Here’s one of the disks. They each held exactly three “patches”. The keyboard defaulted to split mode, with one sample getting loaded on the bottom and another sample loaded onto the upper half. The amount of data on these disks is tiny. First of all, these are the old-school double-density disks, so they only have half the storage capacity of most 3.5″ disks. But the Mirage manages to squeeze them all on because they’re only 8-bit samples.
The Mirage is an 8-bit sampler. This is the first reason I got this sampler.
Sherman: What’s the deal with the different “bit” rates, Mr Peabody?
Mr Peabody: I’m glad you asked. Let’s hurry into the WABAC machine. Dial us back to 1982.
So here we are in 1982. Remember what computer graphics looked like? Very blocky? Yes? When you turn a picture digital, the quality depends on how many blocks (pixels) make up the image. The more blocks, the smoother the picture looks. A sound is likewise built up by a bunch of blocks, except we just call them “bits” instead of “pixels”. If it’s 8-bit, then the sound’s waveform can be described by the computer in 256 (two raised to the power of eight) different blocks. For a 12-bit sound, the computer has 4096 (two raised to twelve) different blocks to work with. When CDs came out, everyone made a big deal about them being 16-bit. That might not seem like an impressive jump initially, but 16-bit equals 65,536 blocks. The number of blocks grows rather quickly each time we add another bit.
In case you’re interested, there’s a second number that affects what audio sounds like or video looks like.
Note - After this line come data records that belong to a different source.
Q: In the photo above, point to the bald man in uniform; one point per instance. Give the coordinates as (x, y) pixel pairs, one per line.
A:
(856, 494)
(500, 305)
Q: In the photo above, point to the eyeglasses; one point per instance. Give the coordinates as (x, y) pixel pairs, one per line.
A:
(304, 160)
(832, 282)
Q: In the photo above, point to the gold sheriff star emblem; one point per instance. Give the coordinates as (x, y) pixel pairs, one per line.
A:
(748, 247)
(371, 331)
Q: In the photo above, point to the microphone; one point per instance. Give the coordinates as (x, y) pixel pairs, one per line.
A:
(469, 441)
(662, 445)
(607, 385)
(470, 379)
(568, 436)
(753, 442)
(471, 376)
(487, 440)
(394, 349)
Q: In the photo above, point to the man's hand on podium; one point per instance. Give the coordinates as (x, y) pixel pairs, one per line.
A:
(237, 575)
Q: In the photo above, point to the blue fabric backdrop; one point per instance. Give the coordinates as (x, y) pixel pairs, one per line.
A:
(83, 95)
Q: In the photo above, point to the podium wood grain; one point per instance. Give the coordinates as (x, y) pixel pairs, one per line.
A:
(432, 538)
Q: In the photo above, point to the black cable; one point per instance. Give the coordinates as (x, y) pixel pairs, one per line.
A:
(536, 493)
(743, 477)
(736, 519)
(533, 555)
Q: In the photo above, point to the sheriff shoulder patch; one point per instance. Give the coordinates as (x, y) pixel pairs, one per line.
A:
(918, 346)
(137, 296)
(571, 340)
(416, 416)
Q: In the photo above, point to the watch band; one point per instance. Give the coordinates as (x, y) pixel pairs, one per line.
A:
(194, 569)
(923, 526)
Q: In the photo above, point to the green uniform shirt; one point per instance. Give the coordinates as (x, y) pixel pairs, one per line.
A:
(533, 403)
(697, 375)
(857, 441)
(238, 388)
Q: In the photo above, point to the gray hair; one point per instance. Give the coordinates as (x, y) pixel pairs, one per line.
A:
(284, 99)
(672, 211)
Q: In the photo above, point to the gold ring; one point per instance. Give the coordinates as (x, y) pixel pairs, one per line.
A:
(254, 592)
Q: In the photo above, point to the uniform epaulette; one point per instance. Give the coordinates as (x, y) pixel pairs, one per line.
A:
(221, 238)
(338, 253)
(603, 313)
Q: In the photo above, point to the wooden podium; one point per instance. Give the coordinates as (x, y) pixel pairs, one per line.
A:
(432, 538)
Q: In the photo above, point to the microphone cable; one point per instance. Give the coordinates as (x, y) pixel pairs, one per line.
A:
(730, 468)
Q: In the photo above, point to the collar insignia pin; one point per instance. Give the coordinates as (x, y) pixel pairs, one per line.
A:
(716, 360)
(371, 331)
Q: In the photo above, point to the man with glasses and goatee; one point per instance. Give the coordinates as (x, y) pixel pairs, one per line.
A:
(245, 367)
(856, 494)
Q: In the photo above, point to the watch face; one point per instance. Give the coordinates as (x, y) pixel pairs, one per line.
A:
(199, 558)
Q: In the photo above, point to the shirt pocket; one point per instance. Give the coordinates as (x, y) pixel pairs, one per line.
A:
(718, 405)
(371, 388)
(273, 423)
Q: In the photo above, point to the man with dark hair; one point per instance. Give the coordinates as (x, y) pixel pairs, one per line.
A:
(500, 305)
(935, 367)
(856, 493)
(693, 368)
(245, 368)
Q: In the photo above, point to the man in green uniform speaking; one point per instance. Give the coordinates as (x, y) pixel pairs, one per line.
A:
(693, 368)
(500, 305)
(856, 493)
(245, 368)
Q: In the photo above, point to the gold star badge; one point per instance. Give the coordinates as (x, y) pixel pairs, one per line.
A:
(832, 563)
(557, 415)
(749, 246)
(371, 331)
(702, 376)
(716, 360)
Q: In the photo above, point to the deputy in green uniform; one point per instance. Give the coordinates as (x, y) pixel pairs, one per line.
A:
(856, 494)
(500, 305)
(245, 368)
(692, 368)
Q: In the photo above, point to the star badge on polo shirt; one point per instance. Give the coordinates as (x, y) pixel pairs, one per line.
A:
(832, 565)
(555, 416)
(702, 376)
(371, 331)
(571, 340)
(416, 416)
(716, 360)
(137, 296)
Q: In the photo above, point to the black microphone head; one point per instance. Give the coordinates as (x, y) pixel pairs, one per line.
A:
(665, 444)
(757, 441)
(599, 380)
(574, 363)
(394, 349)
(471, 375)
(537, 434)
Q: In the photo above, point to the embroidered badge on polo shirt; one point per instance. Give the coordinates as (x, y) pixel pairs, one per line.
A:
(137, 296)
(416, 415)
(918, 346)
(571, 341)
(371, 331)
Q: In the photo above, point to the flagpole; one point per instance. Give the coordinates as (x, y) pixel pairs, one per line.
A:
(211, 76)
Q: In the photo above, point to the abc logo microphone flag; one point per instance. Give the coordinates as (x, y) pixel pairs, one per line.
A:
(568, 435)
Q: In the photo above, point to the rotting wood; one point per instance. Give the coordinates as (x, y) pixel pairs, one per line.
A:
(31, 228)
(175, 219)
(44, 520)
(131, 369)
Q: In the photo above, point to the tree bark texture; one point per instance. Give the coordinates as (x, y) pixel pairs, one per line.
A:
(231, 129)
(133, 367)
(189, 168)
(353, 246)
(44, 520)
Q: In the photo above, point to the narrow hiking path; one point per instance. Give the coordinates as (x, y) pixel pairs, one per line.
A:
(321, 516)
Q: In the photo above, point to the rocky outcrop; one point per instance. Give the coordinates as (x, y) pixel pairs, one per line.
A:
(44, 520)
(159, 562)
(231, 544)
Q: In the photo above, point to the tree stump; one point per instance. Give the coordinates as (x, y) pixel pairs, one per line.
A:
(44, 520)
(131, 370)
You can always spot a home movie from a Hollywood movie, right? There’s just something about how it feels. Turns out you’re feeling how many frames they squeeze into each second. With audio, you get the same thing. The more times the sound is captured each second, the more realistic it sounds. This is the “kHz” number that sometimes appears. As in, “CDs are 44.1 kHz”. This means that each second of music on a CD has about 44,100 snapshots. And each snapshot is composed of 65,536 blocks. Anyway, we’re getting way off track here.
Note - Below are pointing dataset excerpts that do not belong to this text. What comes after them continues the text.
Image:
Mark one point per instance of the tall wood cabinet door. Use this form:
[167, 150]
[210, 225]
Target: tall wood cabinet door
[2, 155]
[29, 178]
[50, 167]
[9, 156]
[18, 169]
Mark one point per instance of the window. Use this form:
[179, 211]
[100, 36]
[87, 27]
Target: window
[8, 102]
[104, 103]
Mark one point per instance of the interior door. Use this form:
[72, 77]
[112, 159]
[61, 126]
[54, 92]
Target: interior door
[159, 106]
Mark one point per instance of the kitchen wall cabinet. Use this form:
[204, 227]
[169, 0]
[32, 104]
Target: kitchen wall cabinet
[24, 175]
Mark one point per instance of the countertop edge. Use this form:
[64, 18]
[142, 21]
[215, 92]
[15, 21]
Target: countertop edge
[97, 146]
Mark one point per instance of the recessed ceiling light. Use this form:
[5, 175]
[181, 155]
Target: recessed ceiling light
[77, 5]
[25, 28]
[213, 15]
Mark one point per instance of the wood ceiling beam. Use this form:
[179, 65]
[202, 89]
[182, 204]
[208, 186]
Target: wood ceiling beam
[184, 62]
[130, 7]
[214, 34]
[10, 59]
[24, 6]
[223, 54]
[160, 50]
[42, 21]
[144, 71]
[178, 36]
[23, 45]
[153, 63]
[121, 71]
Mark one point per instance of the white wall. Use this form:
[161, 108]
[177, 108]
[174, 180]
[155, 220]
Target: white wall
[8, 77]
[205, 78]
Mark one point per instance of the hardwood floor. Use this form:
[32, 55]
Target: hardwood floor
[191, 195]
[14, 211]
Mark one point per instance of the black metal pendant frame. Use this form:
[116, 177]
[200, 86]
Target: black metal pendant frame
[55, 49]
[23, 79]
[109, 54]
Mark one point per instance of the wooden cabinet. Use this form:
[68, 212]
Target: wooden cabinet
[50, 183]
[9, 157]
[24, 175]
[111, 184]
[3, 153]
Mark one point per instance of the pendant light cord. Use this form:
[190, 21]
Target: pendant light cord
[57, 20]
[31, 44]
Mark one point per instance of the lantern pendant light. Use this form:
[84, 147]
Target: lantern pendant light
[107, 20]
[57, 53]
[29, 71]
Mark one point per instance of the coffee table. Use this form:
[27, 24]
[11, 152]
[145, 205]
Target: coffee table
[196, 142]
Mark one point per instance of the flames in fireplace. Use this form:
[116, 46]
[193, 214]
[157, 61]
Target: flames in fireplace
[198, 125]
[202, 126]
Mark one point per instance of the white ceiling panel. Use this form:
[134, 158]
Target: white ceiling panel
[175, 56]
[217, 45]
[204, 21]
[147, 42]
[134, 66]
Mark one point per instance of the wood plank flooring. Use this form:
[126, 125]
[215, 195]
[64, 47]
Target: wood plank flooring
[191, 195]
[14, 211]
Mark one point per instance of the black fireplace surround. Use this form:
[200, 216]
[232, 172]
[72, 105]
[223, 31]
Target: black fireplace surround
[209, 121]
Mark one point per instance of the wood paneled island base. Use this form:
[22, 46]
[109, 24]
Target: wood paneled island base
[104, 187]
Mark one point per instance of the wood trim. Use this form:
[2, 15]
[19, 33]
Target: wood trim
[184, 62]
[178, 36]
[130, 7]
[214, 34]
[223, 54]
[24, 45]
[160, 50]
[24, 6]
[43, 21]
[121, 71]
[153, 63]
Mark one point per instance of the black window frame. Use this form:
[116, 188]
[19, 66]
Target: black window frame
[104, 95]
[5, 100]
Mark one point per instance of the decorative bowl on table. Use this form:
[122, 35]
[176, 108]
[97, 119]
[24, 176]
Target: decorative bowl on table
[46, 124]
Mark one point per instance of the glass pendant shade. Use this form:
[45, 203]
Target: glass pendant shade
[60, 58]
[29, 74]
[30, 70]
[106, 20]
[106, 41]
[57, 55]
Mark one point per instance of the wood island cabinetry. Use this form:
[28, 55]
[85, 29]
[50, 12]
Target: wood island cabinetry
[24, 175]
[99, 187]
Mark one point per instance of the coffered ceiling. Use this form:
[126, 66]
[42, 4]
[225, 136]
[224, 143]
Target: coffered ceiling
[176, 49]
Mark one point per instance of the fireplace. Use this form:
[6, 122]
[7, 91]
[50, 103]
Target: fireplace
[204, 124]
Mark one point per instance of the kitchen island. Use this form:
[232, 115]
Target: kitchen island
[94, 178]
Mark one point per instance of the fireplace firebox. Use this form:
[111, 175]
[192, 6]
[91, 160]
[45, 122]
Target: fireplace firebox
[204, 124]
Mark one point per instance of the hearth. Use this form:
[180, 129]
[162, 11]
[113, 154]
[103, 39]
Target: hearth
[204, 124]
Most of my samplers are 16-bit, considered CD-quality. That means that a sound recorded into it will basically sound realistic, which is what you may want most of the time. “Old school” samplers are prized because they actually doesn’t reproduce sounds exactly. The typical prized “old school” samplers (Akai S950, E-Mu SP-1200, Sequential Circuts Studio 440) are all 12-bit samplers. Among other things, that slight inability to perfectly replay a sample makes drum loops sound “crunchy” or “dirty”.
But the Mirage is only EIGHT bits! If the S950 is the great beloved old-school sampler of Fatboy Slim fame, then I must own the most totally awesome sampler ever! Actually, I’m not sure it works that way. But I think it might still sound fun. My plan is to sample stuff into my Mirage and then potentially transfer it over to other samplers to play. Or maybe vice-versa. I’m just curious about the sound. And so the 2012 Ultimate Sampler Showdown just got a little more interesting (and complicated).
The other (and probably main) reason that this craigslist ad caught my eye was the keyboard stand that came this it. It’s made by Ultimate Support Systems. Quality stuff, and as I’ve noted before, I badly need more keyboard stands. This one can hold two keyboards. I’ve been wanting to get my Minimoog back out of the closet, but I need a place to put it first. The price on the Mirage was good, but it only got better when the teacher threw the stand in for free. Plus manuals and lots of old sample disks! Awesome.
And of course…it has a problem. The guy discovered it shortly before I arrived, but some of the notes on the keyboard don’t produce any sound. When I showed up to demo the Mirage, I noticed that every eighth note didn’t work. This led me to suspect something defective in the keyboard-scanning circuit. I poked around and tried re-seating the IC’s, but I don’t have the right tools with me. So it’s a tiny-bit sick. But I can still record samples with this, and I could even resort to controlling this via MIDI if it can’t be fixed.